Brussels – “We are monitoring the global situation very closely to understand what the economic consequences might be.” These few, clear words were spoken by Christine Lagarde, President of the European Central Bank (ECB), who is concerned about the attacks by the United States and Israel on Iran and a war that is spreading across the Arabian Peninsula. The ongoing war in the region is causing oil prices to soar, reaching their highest levels since January 2025 and raising fears of higher electricity bills for households and businesses.
There is the spectre of repercussions for growth and, above all, inflation. It is precisely this second aspect that worries the ECB and its president, who are aware that the work done so far to reduce and stabilise prices after the outbreak of war in Ukraine and the resulting energy crisis could be undermined by new developments on the international stage. The unspoken fear is precisely a new energy shock that could trigger new inflationary spirals. These are the “economic consequences” Lagarde refers to when she talks about current events.
The ECB President speaks at a conference entitled “Closing the gender gap in financial literacy”, organised by the European Central Bank itself ahead of International Women’s Day. But Lagarde knows she cannot avoid the topic of the war in the Middle East, so she mentions it, touches on it briefly, and then moves on, because these events risk changing everything.
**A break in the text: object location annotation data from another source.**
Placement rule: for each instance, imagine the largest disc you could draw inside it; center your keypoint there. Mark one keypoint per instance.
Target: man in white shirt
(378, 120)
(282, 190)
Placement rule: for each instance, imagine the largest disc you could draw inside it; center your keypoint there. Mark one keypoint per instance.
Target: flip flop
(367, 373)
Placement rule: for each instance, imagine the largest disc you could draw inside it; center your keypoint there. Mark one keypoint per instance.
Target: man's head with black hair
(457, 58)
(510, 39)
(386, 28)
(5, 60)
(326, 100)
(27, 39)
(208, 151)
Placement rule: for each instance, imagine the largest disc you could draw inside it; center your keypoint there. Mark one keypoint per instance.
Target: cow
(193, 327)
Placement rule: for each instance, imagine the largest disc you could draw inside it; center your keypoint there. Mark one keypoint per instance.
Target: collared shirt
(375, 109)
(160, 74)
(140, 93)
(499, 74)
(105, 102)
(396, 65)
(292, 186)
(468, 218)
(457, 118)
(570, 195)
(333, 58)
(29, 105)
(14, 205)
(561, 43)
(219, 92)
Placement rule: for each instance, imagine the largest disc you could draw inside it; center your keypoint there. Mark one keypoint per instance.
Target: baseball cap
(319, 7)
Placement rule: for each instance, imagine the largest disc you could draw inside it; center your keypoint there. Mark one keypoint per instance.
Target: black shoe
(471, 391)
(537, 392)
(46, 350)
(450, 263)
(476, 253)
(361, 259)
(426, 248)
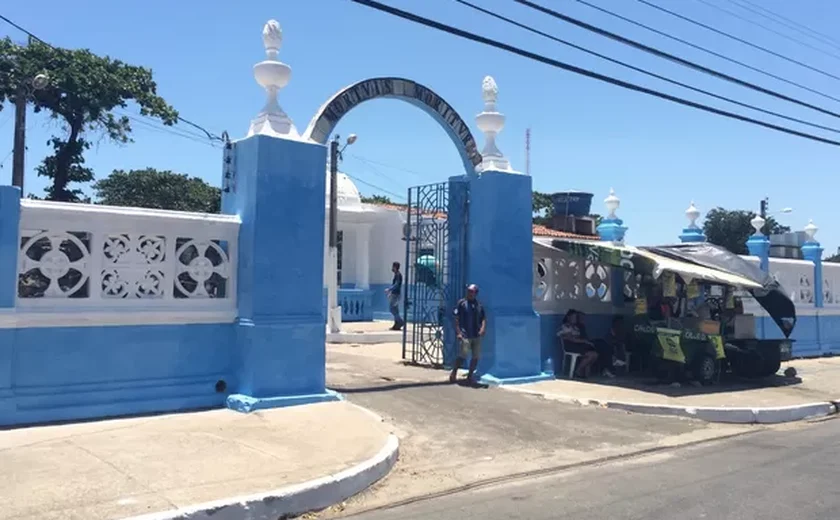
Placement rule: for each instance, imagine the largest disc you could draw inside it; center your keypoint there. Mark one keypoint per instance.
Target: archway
(435, 222)
(426, 99)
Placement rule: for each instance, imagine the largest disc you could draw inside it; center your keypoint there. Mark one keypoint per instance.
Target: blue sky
(585, 135)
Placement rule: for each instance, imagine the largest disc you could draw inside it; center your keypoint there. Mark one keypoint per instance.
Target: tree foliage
(150, 188)
(542, 207)
(82, 91)
(731, 228)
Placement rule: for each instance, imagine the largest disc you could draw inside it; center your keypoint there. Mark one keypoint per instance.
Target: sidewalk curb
(292, 500)
(734, 415)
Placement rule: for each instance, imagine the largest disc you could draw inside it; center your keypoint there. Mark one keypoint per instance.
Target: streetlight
(333, 310)
(38, 82)
(765, 202)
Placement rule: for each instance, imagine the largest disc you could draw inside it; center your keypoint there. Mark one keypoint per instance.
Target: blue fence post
(759, 245)
(500, 255)
(9, 244)
(278, 189)
(9, 247)
(456, 221)
(692, 233)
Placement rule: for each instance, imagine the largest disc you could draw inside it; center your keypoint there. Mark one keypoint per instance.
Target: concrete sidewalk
(771, 400)
(127, 467)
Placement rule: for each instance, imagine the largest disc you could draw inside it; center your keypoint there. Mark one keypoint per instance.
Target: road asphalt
(453, 436)
(775, 474)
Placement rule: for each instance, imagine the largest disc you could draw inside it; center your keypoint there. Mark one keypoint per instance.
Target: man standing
(393, 293)
(470, 323)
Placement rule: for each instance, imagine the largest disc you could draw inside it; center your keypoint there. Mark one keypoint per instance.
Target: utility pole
(333, 310)
(763, 213)
(20, 138)
(528, 151)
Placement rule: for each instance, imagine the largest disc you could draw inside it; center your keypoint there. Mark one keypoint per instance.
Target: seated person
(615, 345)
(574, 338)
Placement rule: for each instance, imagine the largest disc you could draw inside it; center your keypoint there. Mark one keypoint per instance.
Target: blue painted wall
(65, 373)
(500, 261)
(814, 335)
(280, 190)
(9, 244)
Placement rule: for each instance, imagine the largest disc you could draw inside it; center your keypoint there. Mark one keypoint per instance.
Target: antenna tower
(528, 151)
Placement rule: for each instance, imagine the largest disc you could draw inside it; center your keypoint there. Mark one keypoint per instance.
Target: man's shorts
(471, 346)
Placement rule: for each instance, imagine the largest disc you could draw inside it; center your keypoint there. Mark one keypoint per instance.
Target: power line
(581, 71)
(768, 29)
(644, 71)
(186, 121)
(385, 165)
(672, 57)
(152, 124)
(374, 186)
(706, 50)
(805, 29)
(786, 22)
(736, 38)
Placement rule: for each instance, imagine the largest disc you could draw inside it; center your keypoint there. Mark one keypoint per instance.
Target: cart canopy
(700, 262)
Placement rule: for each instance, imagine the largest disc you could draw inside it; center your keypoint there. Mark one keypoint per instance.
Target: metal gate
(434, 271)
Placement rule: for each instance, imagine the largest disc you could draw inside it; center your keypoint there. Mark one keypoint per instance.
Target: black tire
(705, 368)
(771, 362)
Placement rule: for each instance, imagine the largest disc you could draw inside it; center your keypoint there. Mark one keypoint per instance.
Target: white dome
(348, 193)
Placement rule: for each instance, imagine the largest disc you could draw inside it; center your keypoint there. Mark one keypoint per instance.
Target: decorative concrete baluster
(693, 233)
(272, 75)
(491, 122)
(759, 245)
(500, 255)
(281, 334)
(611, 227)
(812, 250)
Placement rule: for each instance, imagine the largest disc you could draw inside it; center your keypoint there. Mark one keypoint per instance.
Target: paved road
(451, 436)
(772, 475)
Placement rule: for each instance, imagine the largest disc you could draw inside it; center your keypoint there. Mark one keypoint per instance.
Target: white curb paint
(734, 415)
(365, 338)
(292, 500)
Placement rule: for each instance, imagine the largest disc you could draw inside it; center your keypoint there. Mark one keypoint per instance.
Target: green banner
(669, 340)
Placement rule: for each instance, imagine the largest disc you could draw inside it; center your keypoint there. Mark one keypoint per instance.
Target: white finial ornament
(692, 213)
(811, 230)
(612, 203)
(491, 122)
(757, 223)
(272, 75)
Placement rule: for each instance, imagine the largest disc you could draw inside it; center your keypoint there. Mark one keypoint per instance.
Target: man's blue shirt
(396, 284)
(470, 317)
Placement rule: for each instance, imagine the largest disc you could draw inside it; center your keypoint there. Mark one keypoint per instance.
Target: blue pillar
(458, 205)
(9, 244)
(500, 255)
(279, 192)
(692, 234)
(759, 245)
(812, 251)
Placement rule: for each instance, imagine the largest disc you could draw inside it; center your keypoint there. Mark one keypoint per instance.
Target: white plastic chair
(569, 359)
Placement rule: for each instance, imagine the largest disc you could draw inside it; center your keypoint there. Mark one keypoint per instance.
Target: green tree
(731, 228)
(150, 188)
(377, 199)
(82, 91)
(542, 207)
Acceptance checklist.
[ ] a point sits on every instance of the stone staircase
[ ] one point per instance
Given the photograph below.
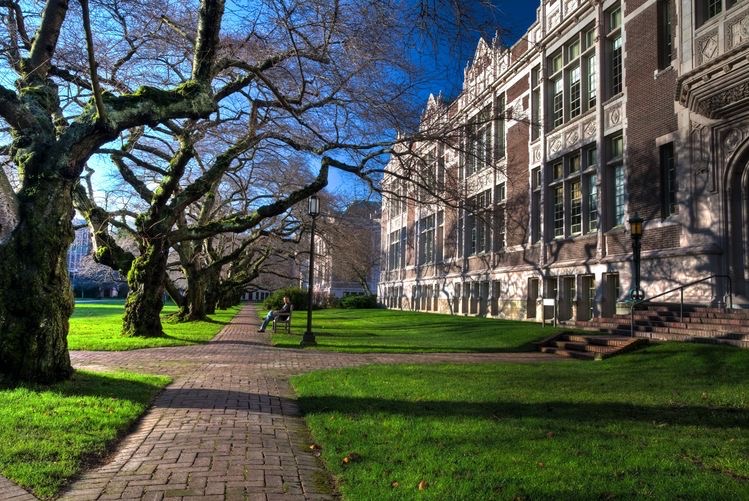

The ECB’s Governing Council will meet again in two weeks (18–19 March) to take monetary policy decisions. In February, an interest rate cut was ruled out due to uncertainties linked to conflicts. And now, the outbreak of war in Iran, with its new uncertainties, is unlikely to lead to a rate cut. At best, rates could once again be kept on hold at current levels (2 per cent for deposits with the central bank, 2.15 per cent for main refinancing operations, and 2.40 per cent for marginal refinancing operations).